Monday, December 3, 2007

3 Races for the price of 1

First race as a 30 year old
I had a great experience racing in NY for the Geneva Continental Cup. My parents were able to make the trek up to watch another race this year. I spent my 30th birthday on the plane traveling to the race and looked forward to racing after a long break. The race course is great with a no wetsuit swim, a challenging bike course, and flat run. I was looking forward to the bike since each loop includes some tight crit-like turns and a decent climb and decent. This was the first triathlon I have done that starts after noon; the race starts at 3pm. I am not sure how to plan my nutrition for racing at that time since I normally only eat breakfast before my races. The race started okay but the swim didn’t go quite as planned; I lost contact with the lead gals and was chasing them for the last 500 meters. Exiting the swim I was 20 seconds down and had to work hard on the bike to bridge to the front pack. The bike went well our group worked well and put time in the other packs. Exiting the bike, we had a sizable gap on the other racers. The run started off poorly but improved steadily until the last two laps when I started to feel normal. I was able to finish in 3rd moving out of 4th place in the last lap. Overall I was disappointed with my run but happy overall with the effort and excited for my world cup races in the next two weekends.

Sickpuppy in Austria
I traveled to Kitzbuhel Austria for a world cup race and caught a bug that turned into bronchitis. By the time I arrived at the race, I was sick as a dog. Luckily, my mom accompanied me to the race and was able to help me cope. The bronchitis had me wheezing and hacking up with any minor aerobic effort. On race morning, my mom did some respiratory therapy on my back to loosen up my lungs. But even as I was riding to the start I was hacking and coughing in a tiring effort. By the start, I just wanted to finish the race and go back to bed. I finished the race and actually held together pretty well until the run when my exhaustion from battling the illness caught up with me. I finished the race and wanted to immediately collapse into any bed. As soon as I finished, I started a course of antibiotics in the hope that I could kick the illness before next weekend’s world cup race in Salford.

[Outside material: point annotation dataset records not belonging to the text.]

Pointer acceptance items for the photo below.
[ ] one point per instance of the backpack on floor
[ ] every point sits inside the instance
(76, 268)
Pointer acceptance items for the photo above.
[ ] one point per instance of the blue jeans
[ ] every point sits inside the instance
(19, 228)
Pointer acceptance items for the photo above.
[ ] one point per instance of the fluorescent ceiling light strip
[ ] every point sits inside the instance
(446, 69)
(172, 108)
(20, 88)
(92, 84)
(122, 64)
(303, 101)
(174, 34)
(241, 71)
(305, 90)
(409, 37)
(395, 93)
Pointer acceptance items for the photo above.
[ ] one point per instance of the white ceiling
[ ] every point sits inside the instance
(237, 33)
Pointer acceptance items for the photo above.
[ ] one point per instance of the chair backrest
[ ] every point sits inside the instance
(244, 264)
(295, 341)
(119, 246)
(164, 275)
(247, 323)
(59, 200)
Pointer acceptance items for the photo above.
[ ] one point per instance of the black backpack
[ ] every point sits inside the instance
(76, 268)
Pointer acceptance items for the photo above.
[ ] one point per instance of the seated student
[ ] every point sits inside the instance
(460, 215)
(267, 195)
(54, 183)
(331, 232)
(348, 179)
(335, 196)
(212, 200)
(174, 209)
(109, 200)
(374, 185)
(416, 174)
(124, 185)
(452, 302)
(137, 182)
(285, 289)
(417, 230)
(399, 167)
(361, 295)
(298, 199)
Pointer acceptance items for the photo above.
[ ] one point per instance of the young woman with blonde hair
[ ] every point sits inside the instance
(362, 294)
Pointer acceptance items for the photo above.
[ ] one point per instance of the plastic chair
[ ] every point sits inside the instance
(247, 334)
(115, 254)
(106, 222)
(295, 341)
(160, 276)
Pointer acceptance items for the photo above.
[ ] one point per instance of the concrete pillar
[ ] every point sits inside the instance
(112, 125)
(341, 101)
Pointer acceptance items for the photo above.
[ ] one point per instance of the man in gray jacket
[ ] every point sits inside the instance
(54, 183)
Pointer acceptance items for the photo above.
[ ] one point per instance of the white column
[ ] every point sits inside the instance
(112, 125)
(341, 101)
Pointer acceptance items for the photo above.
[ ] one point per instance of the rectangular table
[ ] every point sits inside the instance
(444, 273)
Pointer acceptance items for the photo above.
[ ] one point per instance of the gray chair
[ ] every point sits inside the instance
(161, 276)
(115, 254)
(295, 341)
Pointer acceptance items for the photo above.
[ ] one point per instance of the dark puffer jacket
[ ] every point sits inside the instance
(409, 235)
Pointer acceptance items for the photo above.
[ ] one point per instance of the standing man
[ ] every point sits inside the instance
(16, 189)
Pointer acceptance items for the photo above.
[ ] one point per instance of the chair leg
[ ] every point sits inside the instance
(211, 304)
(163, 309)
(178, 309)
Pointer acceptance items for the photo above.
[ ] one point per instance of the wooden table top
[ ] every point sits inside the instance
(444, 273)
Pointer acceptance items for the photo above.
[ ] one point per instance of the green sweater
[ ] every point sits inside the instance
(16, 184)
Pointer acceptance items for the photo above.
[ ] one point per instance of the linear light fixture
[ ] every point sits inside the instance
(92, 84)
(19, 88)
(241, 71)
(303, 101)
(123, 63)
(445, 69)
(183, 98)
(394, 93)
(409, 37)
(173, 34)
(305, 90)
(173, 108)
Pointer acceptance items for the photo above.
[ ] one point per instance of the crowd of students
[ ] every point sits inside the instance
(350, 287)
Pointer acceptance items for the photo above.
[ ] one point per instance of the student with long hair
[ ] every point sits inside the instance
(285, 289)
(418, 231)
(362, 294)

What a difference a week makes
By the race weekend in Salford, I was feeling much better; still not 100% but night and day from where I was only a week earlier in Kitzbuhel. By the race day, I felt confident that at least my body was doing double duty battling an illness along with having to race. The swim went well and I exited in the front of a large pack. One the bike, I did a lot of work pulling to try to keep the pace honest so that we weren’t caught by the other packs strung out along the course. Sadly, I think I wasted some energy that I really didn’t have to expend and suffered more on the run as a result of biking so hard. On the run, I felt steady but not fast. When I finished the race I was frustrated by my performance but not upset considering the events of the last three weeks.